Ajawole explained that she was aware of the September detention but did not include the details in the risk assessment form. She admitted that the form contained the phrase “Valdo is usually a very polite and gentle, personable young man,” which she could not trace back to a specific source. This contradiction raised questions about the thoroughness of the documentation and its potential impact on Calocane’s treatment plan.

“Can you see how that’s a significant problem?”

Blake, the inquiry’s counsel, pressed Ajewole on the implications of these errors. She confirmed that the information collated in the risk assessment was accurate but incomplete. “Upon review, the information contained under [risk] summary and formulation is accurate but not complete,” she said. Blake countered, stating, “It’s quite fundamentally wrong the information that I’ve just showed you.” Ajewole agreed, acknowledging the critical nature of the oversight.

System-Wide Concerns and Reforms

When asked if the issue of inaccurate form-filling was widespread within the trust, Ajewole suggested it was an “individual” problem, though she admitted uncertainty about whether other nurses repeated similar errors. She revealed that she had since modified her usual practice, now prioritizing the verification of documents and creating new risk assessment forms rather than updating existing ones. This change aimed to prevent future inconsistencies in patient records.

Dr. Omar Manzar, a psychiatrist who participated in four of Calocane’s assessments, also testified at the inquiry. He described the situation as “astonishing,” noting that the records presented during the proceedings painted a misleading picture of the patient’s behavior. Manzar emphasized that the lack of detailed information could have contributed to underestimating Calocane’s potential for harm. The inquiry is now examining the broader implications of these errors, including how they influenced decisions about his care and release.

The timeline of events has led to a critical evaluation of the mental health care system in Nottingham. Ajewole’s admission has sparked discussions about the importance of accurate documentation in risk assessments, particularly for individuals with a history of psychiatric conditions. While the trust has taken steps to improve its processes, the inquiry continues to investigate whether systemic issues may have played a role in the tragic outcome. As the proceedings unfold, the focus remains on understanding how gaps in the records affected the decisions made about Calocane’s treatment and how such mistakes can be prevented in the future.

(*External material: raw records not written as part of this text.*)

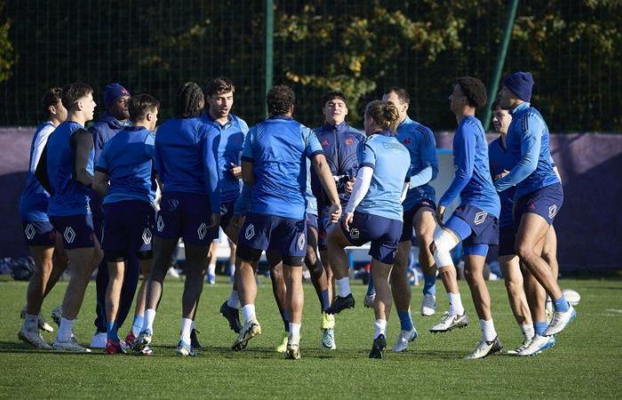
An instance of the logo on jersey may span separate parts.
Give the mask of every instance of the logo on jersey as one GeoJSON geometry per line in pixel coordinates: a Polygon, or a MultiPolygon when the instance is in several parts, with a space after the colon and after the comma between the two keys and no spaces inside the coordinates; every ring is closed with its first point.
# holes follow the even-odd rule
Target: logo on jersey
{"type": "Polygon", "coordinates": [[[142,231],[142,243],[149,244],[151,243],[151,229],[145,228],[145,230],[142,231]]]}
{"type": "Polygon", "coordinates": [[[300,236],[298,238],[298,250],[302,250],[305,248],[305,234],[300,234],[300,236]]]}
{"type": "Polygon", "coordinates": [[[548,207],[548,218],[553,220],[553,218],[555,216],[557,213],[557,205],[553,204],[550,207],[548,207]]]}
{"type": "Polygon", "coordinates": [[[479,212],[475,214],[475,220],[473,222],[474,222],[475,225],[480,225],[486,220],[486,216],[488,216],[488,212],[479,212]]]}
{"type": "Polygon", "coordinates": [[[205,234],[207,233],[207,225],[205,222],[203,222],[201,225],[199,225],[199,228],[196,229],[196,235],[199,236],[199,240],[203,240],[205,238],[205,234]]]}
{"type": "Polygon", "coordinates": [[[35,237],[35,234],[36,233],[36,230],[35,230],[35,227],[33,227],[32,224],[28,224],[26,226],[26,229],[24,230],[24,233],[26,234],[27,239],[32,240],[32,238],[35,237]]]}
{"type": "Polygon", "coordinates": [[[74,243],[74,240],[76,240],[76,231],[71,227],[67,227],[62,236],[67,243],[74,243]]]}
{"type": "Polygon", "coordinates": [[[251,240],[254,236],[255,227],[252,224],[249,224],[249,226],[246,227],[246,230],[244,231],[244,237],[246,237],[246,240],[251,240]]]}

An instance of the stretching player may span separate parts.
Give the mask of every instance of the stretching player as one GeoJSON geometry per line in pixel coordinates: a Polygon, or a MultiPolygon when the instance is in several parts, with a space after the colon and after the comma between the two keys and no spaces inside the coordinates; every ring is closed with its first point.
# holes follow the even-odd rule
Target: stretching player
{"type": "Polygon", "coordinates": [[[411,285],[406,278],[408,259],[412,246],[412,228],[415,228],[419,243],[419,261],[424,276],[423,303],[421,315],[433,316],[436,311],[436,268],[430,252],[430,244],[434,236],[436,220],[435,220],[435,189],[430,181],[438,174],[436,141],[432,131],[413,121],[408,116],[411,96],[404,89],[389,89],[382,98],[391,101],[400,113],[397,126],[397,140],[408,148],[411,154],[411,182],[403,203],[403,228],[397,245],[395,265],[391,272],[391,288],[395,300],[395,308],[400,316],[402,331],[397,337],[394,351],[408,348],[408,343],[417,338],[417,331],[412,326],[411,316],[411,285]],[[394,278],[400,276],[399,278],[394,278]]]}
{"type": "Polygon", "coordinates": [[[67,118],[61,95],[62,89],[54,87],[44,96],[43,110],[47,120],[36,128],[32,138],[28,174],[20,198],[24,238],[35,260],[35,271],[28,283],[24,324],[18,332],[18,338],[36,348],[46,350],[51,350],[52,347],[41,337],[39,329],[50,331],[52,327],[41,316],[41,305],[67,268],[67,254],[62,240],[56,235],[47,214],[50,194],[35,177],[35,172],[50,133],[67,118]]]}
{"type": "Polygon", "coordinates": [[[68,118],[52,132],[47,142],[46,172],[52,195],[48,214],[56,231],[62,235],[71,265],[62,318],[52,344],[55,350],[91,351],[78,344],[73,326],[91,274],[102,257],[89,206],[94,151],[92,135],[84,129],[84,124],[92,119],[97,106],[92,94],[91,86],[84,84],[63,88],[62,104],[68,118]]]}
{"type": "MultiPolygon", "coordinates": [[[[548,150],[548,128],[540,113],[530,104],[532,88],[533,77],[529,72],[510,74],[503,81],[499,105],[512,114],[506,143],[516,164],[509,173],[495,181],[499,192],[516,186],[513,215],[514,249],[526,267],[527,298],[544,297],[538,294],[541,291],[539,283],[553,300],[554,308],[553,319],[545,330],[535,325],[540,332],[536,332],[530,345],[521,351],[522,356],[533,355],[550,347],[551,337],[562,332],[577,315],[564,299],[551,267],[541,256],[546,234],[563,203],[563,189],[548,150]]],[[[541,318],[538,316],[534,324],[546,321],[541,318]]]]}
{"type": "Polygon", "coordinates": [[[156,192],[151,184],[159,102],[148,94],[129,101],[133,126],[110,139],[95,166],[93,188],[104,199],[101,247],[108,261],[109,281],[106,291],[108,354],[121,353],[118,311],[121,288],[128,276],[124,261],[131,253],[151,260],[151,237],[156,192]],[[109,180],[109,183],[108,183],[109,180]]]}
{"type": "Polygon", "coordinates": [[[192,347],[192,323],[207,269],[207,255],[220,220],[218,168],[219,132],[199,116],[204,106],[198,84],[187,82],[175,100],[174,117],[156,135],[156,170],[163,183],[156,222],[154,267],[147,289],[145,322],[132,348],[141,352],[150,342],[154,319],[171,256],[183,237],[186,282],[181,299],[181,329],[176,352],[196,356],[192,347]]]}
{"type": "Polygon", "coordinates": [[[450,108],[456,116],[458,129],[453,139],[456,176],[439,201],[436,218],[442,229],[435,233],[432,244],[436,266],[443,276],[450,299],[450,311],[432,332],[447,332],[466,325],[456,281],[456,269],[450,251],[462,242],[465,252],[465,276],[482,328],[482,340],[466,359],[482,358],[503,348],[497,336],[490,296],[483,279],[483,264],[490,244],[498,243],[500,204],[492,185],[488,162],[488,145],[475,110],[486,104],[486,88],[472,76],[457,80],[450,96],[450,108]],[[460,205],[443,224],[445,208],[459,195],[460,205]]]}
{"type": "Polygon", "coordinates": [[[331,265],[339,291],[328,309],[331,314],[355,307],[345,248],[371,242],[376,329],[370,358],[383,358],[387,347],[387,321],[391,312],[388,278],[402,235],[402,201],[410,178],[411,158],[395,134],[398,120],[399,112],[393,103],[376,100],[367,105],[364,120],[367,140],[359,148],[356,182],[340,228],[332,229],[328,240],[331,265]]]}
{"type": "Polygon", "coordinates": [[[236,271],[244,327],[233,345],[238,349],[261,332],[255,316],[254,266],[263,250],[278,251],[283,260],[287,287],[290,337],[285,356],[300,357],[299,350],[302,306],[302,266],[307,251],[305,190],[307,163],[310,158],[324,189],[329,193],[331,218],[341,213],[337,188],[322,147],[315,133],[291,118],[295,96],[291,88],[275,86],[267,94],[270,117],[249,132],[242,156],[244,183],[252,186],[250,212],[240,230],[236,271]]]}

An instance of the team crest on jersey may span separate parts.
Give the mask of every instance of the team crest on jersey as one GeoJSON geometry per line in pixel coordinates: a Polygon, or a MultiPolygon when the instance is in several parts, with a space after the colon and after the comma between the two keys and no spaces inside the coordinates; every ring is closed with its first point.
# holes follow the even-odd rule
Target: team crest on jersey
{"type": "Polygon", "coordinates": [[[255,236],[255,226],[252,224],[249,224],[248,227],[246,227],[246,230],[244,230],[244,237],[246,240],[251,240],[252,237],[255,236]]]}
{"type": "Polygon", "coordinates": [[[76,240],[76,231],[71,227],[67,227],[62,236],[67,243],[74,243],[74,240],[76,240]]]}
{"type": "Polygon", "coordinates": [[[35,227],[33,227],[32,224],[28,224],[26,229],[24,229],[24,233],[28,240],[32,240],[32,238],[35,237],[36,230],[35,230],[35,227]]]}
{"type": "Polygon", "coordinates": [[[482,222],[486,220],[486,216],[488,216],[488,212],[479,212],[475,214],[475,220],[473,222],[475,225],[480,225],[482,222]]]}

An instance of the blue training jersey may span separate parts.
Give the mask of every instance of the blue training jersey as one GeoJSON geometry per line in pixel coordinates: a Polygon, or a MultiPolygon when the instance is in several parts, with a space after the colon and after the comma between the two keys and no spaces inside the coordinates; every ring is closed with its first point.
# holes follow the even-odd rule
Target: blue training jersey
{"type": "MultiPolygon", "coordinates": [[[[516,164],[512,155],[503,144],[501,138],[497,138],[488,145],[488,161],[490,167],[490,176],[494,179],[504,170],[510,171],[516,164]]],[[[501,204],[501,212],[498,217],[498,227],[505,228],[512,225],[512,207],[514,206],[514,195],[515,188],[512,187],[498,194],[501,204]]]]}
{"type": "MultiPolygon", "coordinates": [[[[80,124],[65,121],[52,132],[47,141],[47,173],[53,194],[48,203],[48,215],[52,217],[67,217],[69,215],[85,215],[91,213],[89,204],[91,188],[76,180],[76,151],[71,140],[78,129],[84,129],[80,124]]],[[[94,149],[91,155],[86,170],[93,173],[94,149]]]]}
{"type": "Polygon", "coordinates": [[[156,134],[156,170],[163,191],[209,195],[212,213],[220,212],[219,132],[198,117],[171,118],[156,134]]]}
{"type": "Polygon", "coordinates": [[[107,174],[110,188],[104,204],[124,200],[156,199],[151,180],[156,155],[156,136],[142,127],[130,127],[116,133],[100,154],[95,171],[107,174]]]}
{"type": "Polygon", "coordinates": [[[402,192],[410,179],[411,156],[390,131],[373,133],[359,148],[359,167],[373,169],[359,212],[403,220],[402,192]]]}
{"type": "Polygon", "coordinates": [[[500,203],[492,185],[488,165],[488,144],[479,119],[462,118],[453,137],[456,175],[439,204],[447,207],[459,195],[463,204],[471,204],[498,218],[500,203]]]}
{"type": "Polygon", "coordinates": [[[229,114],[229,120],[224,125],[211,119],[210,113],[203,114],[201,118],[206,124],[213,125],[220,135],[218,147],[220,203],[235,201],[240,196],[240,180],[234,177],[229,170],[233,164],[240,165],[242,148],[249,127],[242,118],[233,114],[229,114]]]}
{"type": "Polygon", "coordinates": [[[253,164],[250,212],[305,218],[308,168],[305,158],[322,154],[315,134],[289,116],[275,116],[246,135],[242,160],[253,164]]]}
{"type": "Polygon", "coordinates": [[[530,103],[519,104],[512,114],[506,144],[516,164],[510,173],[495,182],[502,192],[516,186],[515,198],[522,197],[546,186],[559,183],[553,170],[548,148],[548,127],[539,112],[530,103]]]}
{"type": "Polygon", "coordinates": [[[403,202],[410,210],[421,200],[435,201],[435,188],[430,181],[438,175],[436,140],[432,130],[408,116],[397,126],[397,140],[411,154],[411,188],[403,202]]]}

Valdo Calocane’s case has highlighted the challenges of managing patients with complex mental health needs. The inquiry is not only assessing the specific errors in his records but also evaluating the broader practices of NHFT. With each new detail uncovered, the narrative of the incident becomes more intricate, revealing the potential consequences of incomplete or misleading information in healthcare systems. Ajewole’s testimony has added a layer of accountability, prompting questions about the reliability of patient assessments and the need for stricter oversight in mental health documentation.

As the inquiry progresses, it is expected to delve deeper into the chain of events leading to the attacks. The team will analyze whether the errors in Calocane’s records were isolated incidents or part of a larger pattern. This examination could have far-reaching effects, influencing policies and procedures within the mental health sector. The case serves as a reminder of the critical role that accurate records play in ensuring the safety of both patients and the public, especially in cases involving individuals with a history of psychosis and aggression.